Load Balancing with Job-Size Testing: Performance Improvement or Degradation?

In the context of decision making under explorable uncertainty, scheduling with testing is a powerful technique used in the management of computer systems to improve performance via better job-dispatching decisions. Upon job arrival, a scheduler may run some \emph{testing algorithm} against the job to extract some information about its structure, e.g., its size, and properly classify it. The acquisition of such knowledge comes with a cost because the testing algorithm delays the dispatching decisions, though this is under control. In this paper, we analyze the impact of such extra cost in a load balancing setting by investigating the following questions: does it really pay off to test jobs? If so, under which conditions? Under mild assumptions connecting the information extracted by the testing algorithm in relationship with its running time, we show that whether scheduling with testing brings a performance degradation or improvement strongly depends on the traffic conditions, system size and the coefficient of variation of job sizes. Thus, the general answer to the above questions is non-trivial and some care should be considered when deploying a testing policy. Our results are achieved by proposing a load balancing model for scheduling with testing that we analyze in two limiting regimes. When the number of servers grows to infinity in proportion to the network demand, we show that job-size testing actually degrades performance unless short jobs can be predicted reliably almost instantaneously and the network load is sufficiently high. When the coefficient of variation of job sizes grows to infinity, we construct testing policies inducing an arbitrarily large performance gain with respect to running jobs untested.
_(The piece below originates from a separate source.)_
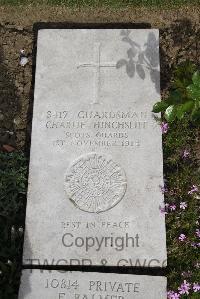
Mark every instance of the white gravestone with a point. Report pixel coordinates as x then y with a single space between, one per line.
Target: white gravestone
78 285
96 153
翻译：在可探测不确定性下的决策制定背景下，带测试的调度是一种用于计算机系统管理的强大技术，旨在通过更优的作业分派决策来提升性能。当作业到达时，调度器可对作业运行某种测试算法，以提取其结构信息（例如规模）并进行合理分类。这种知识的获取会带来成本，因为测试算法会延迟分派决策——尽管这种延迟可控。本文通过探究以下问题来分析此类额外成本在负载均衡场景中的影响：测试作业是否真正值得？若值得，需满足何种条件？在关于测试算法提取信息与运行时间关系的弱假设下，我们证明带测试调度是否导致性能退化或提升，强烈依赖于流量条件、系统规模及作业规模的变异系数。因此，上述问题的普遍答案并非简单明确，部署测试策略时需谨慎考虑。我们的研究成果通过提出一个用于带测试调度的负载均衡模型实现，并在两种极限场景中对其进行分析。当服务器数量随网络需求等比例增长至无穷大时，我们发现除非短作业几乎能瞬时被可靠预测且网络负载足够高，否则作业规模测试实际上会降低性能。当作业规模变异系数增长至无穷大时，我们构建的测试策略相较于不测试作业可产生任意大的性能增益。